When I was living in Rome, there was a great little roadside restaurant close by called “Il Cantuccio”. They made a number of dishes well, but one of our standbys was sautè di cozze, literally “mussel sauté”. They are, in fact, an Italian version of that near universal dish: steamed mussels.
I like the conviviality of this dish—serve your large pot of mussels in the center of the table and let each diner serve themselves a nice portion of mussels and liquor. You can eat it by grabbing a mussel shell gingerly with your left hand while removing the mussel with a fork or a spoon. (I prefer a spoon, because you can immerse the mussel in some of the sauce before you eat it for maximum flavor.) Make sure to have an extra bowl at table for discarded shells.
Ingredients (serves 4 as a secondo, 6 as an antipasto)
To pre-cook the mussels:
1 bag of mussels
A splash of white wine (say about 1/2 cup)
For the soffritto and final cooking:
2-3 cloves of garlic, chopped
1-2 peperoncini, chopped and seeds removed(or a dash of red pepper flakes)
A handful of fresh parsley, chopped
You wash the mussels under cold water and, if you have any doubts they might have sediment in them (see Notes), soak them in water to cover for at least an hour. Throw them into a pot, add a generous splash of wine, cover and cook over medium-high heat until all the mussels have opened. This should take only a couple of minutes. Then take them immediately off the heat, fish out the mussels with a slotted spoon, leaving their liquor in the bottom of the pot. (NB: Mollusks will get tough if you overcook them.)
While the mussels are steaming, sauté the garlic in a second pot, big enough to contain the mussels later. When the garlic just starts to brown a bit, add the chopped peperoncini or some red pepper flakes (to taste) and some chopped parsley, let this soffritto sauté very gently for a moment, until the garlic gives off a nice aroma.
Then immediately but gently pour the mussel liquor into second pot, making sure to leave the sediment you sometimes find at the bottom of the pot. Allow the liquor to reduce until it is very flavorful. If you think it needs salt, add some now, but the mussels are usually quite briny, so you may need none at all.
Then add the reserved mussels to the second pot, then some chopped parsley, stir well to coat the mussels with the ‘sauce’. Sprinkle a bit of additional chopped parsley on top and bring the pot to the table. Serve with crusty bread—a baguette is ideal—to sop up that delicious sauce!
We followed our sautè di cozze with a mixed green salad and a hunk of bucheron cheese (yum!), followed by mango sorbet topped with blackberries and laced with Cointreau. After dinner, a limoncello helped it all gone down nicely as we watched Slumdog Millionaire.
NOTES: If you want to make a slightly fancier dish, you can remove one side of the shell from each mussel (the one that the mussel meat is not clinging to, of course) while the sauce is reducing. That also allows you to serve more mussels in a somewhat smaller pot.

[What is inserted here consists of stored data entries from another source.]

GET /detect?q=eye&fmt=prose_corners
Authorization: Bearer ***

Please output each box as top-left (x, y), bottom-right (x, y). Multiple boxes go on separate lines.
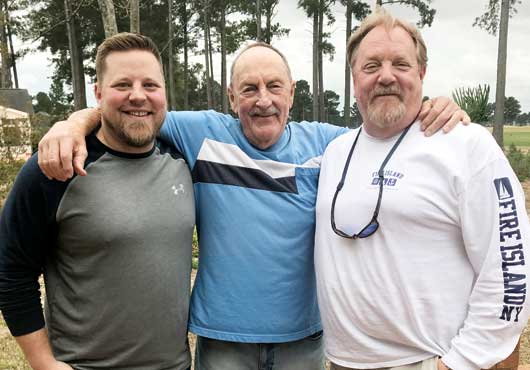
top-left (394, 61), bottom-right (411, 70)
top-left (113, 82), bottom-right (131, 89)
top-left (268, 83), bottom-right (283, 91)
top-left (242, 86), bottom-right (257, 93)
top-left (144, 82), bottom-right (160, 90)
top-left (363, 63), bottom-right (379, 73)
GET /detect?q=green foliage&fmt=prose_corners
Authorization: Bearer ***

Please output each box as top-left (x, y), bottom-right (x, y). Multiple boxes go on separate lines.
top-left (349, 101), bottom-right (362, 128)
top-left (504, 96), bottom-right (522, 123)
top-left (474, 0), bottom-right (520, 35)
top-left (516, 113), bottom-right (530, 126)
top-left (505, 143), bottom-right (530, 181)
top-left (0, 159), bottom-right (24, 209)
top-left (452, 84), bottom-right (491, 124)
top-left (0, 119), bottom-right (29, 161)
top-left (381, 0), bottom-right (436, 27)
top-left (323, 89), bottom-right (341, 123)
top-left (291, 79), bottom-right (313, 122)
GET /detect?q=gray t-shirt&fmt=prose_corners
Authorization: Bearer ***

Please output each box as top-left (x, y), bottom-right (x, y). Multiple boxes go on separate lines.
top-left (0, 133), bottom-right (195, 370)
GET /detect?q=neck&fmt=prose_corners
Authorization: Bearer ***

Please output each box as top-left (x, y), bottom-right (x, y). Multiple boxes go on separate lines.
top-left (363, 108), bottom-right (420, 139)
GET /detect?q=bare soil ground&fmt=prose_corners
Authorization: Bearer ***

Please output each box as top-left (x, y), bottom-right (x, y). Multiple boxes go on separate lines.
top-left (2, 183), bottom-right (530, 369)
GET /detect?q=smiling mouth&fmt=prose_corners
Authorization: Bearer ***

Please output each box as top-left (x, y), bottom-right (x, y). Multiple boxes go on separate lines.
top-left (123, 111), bottom-right (152, 117)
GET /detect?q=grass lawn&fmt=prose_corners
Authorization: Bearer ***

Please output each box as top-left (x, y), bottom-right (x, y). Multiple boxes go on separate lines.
top-left (490, 125), bottom-right (530, 150)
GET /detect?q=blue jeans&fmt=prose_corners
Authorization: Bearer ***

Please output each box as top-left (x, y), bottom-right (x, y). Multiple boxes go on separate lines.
top-left (194, 331), bottom-right (325, 370)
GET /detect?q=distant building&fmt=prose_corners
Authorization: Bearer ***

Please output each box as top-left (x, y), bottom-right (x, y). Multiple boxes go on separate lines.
top-left (0, 89), bottom-right (33, 161)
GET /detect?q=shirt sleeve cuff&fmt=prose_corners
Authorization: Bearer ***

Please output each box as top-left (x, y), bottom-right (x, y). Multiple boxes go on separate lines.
top-left (4, 309), bottom-right (45, 337)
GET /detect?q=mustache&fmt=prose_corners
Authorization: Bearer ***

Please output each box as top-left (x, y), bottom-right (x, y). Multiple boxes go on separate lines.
top-left (370, 85), bottom-right (402, 100)
top-left (250, 107), bottom-right (279, 117)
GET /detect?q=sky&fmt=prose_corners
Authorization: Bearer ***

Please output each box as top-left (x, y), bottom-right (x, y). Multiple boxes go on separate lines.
top-left (13, 0), bottom-right (530, 113)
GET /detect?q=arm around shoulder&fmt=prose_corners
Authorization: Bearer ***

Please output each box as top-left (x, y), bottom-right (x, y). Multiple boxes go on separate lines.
top-left (38, 108), bottom-right (100, 181)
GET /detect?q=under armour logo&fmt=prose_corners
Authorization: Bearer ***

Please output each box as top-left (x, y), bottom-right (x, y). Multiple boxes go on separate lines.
top-left (171, 184), bottom-right (185, 195)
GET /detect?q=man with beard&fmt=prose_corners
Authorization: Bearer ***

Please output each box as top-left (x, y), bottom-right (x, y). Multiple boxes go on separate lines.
top-left (0, 33), bottom-right (195, 370)
top-left (315, 9), bottom-right (530, 370)
top-left (36, 41), bottom-right (467, 369)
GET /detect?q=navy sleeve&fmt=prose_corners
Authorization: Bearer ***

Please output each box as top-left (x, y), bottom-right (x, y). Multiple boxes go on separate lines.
top-left (0, 155), bottom-right (68, 336)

As always, there are any number of variations you can use to keep the dish interesting. Most notably, clams be mixed with, or substituted for the mussels, which case you will have either a sautè di cozze e vongole or a sautè di vongole. Add spaghetti (or linguine) to a saute di vongole and you will have the classic spaghetti alle vongole, pasta with clam sauce.
You can also vary the seasonings. Most commonly, you can make a ‘red sauce’ by adding some chopped or pureed tomato to the flavored oil and allow it to simmer for a minute or two before adding the mussel and/or clam liquor. Or you can make a more delicate sauce by substituting shallots for the garlic and red pepper, in which case you might want to add a tad of butter to the oil. And, of course, if you want to branch out of Italian cuisine, other possibilities open up: cream, beer or, as featured in another post, curry….
This dish is pretty easy, but if you want to make it even easier, you can add the raw mussels directly to the flavored oil, let them steam and serve. The resulting dish will be less intensely flavorful, but there will be more abundant liquor for dipping. (In fact, this is often called zuppa di cozze, or mussel soup.) But be careful, as there may be sediment in the bottom of the pot.
Speaking of sediment, some recipes call for soaking mussels and clams in water for some time (usually about an hour) before cooking, to purge them of their sediment. I usually find this step to be unnecessary, these days mussels are often ‘farmed’ in such a way that they never gather sediment. In any event, if you steam them separately, you can leave any sediment traces at the bottom of the pot. (And if you are really fastidious, you can filter the liquor through some cheesecloth.) But if you have any doubts about your mussels—especially if they are very large—do soak them. Mussels also sometimes come with a ‘beard’—the filaments that the mussel used to attach itself to the rocks on which it used to live. If you find a beard on any of your mussels, you’ll need to pull or cut it off—but most mussels these days are sold pre-trimmed.
One final word to the wise: look for smaller mussels for this dish. Larger mussels (or clams) may seem like a better deal, but they tend to have flabbier texture and are less sweet than the small ones. And because of their size they do not marry as well with the sauce.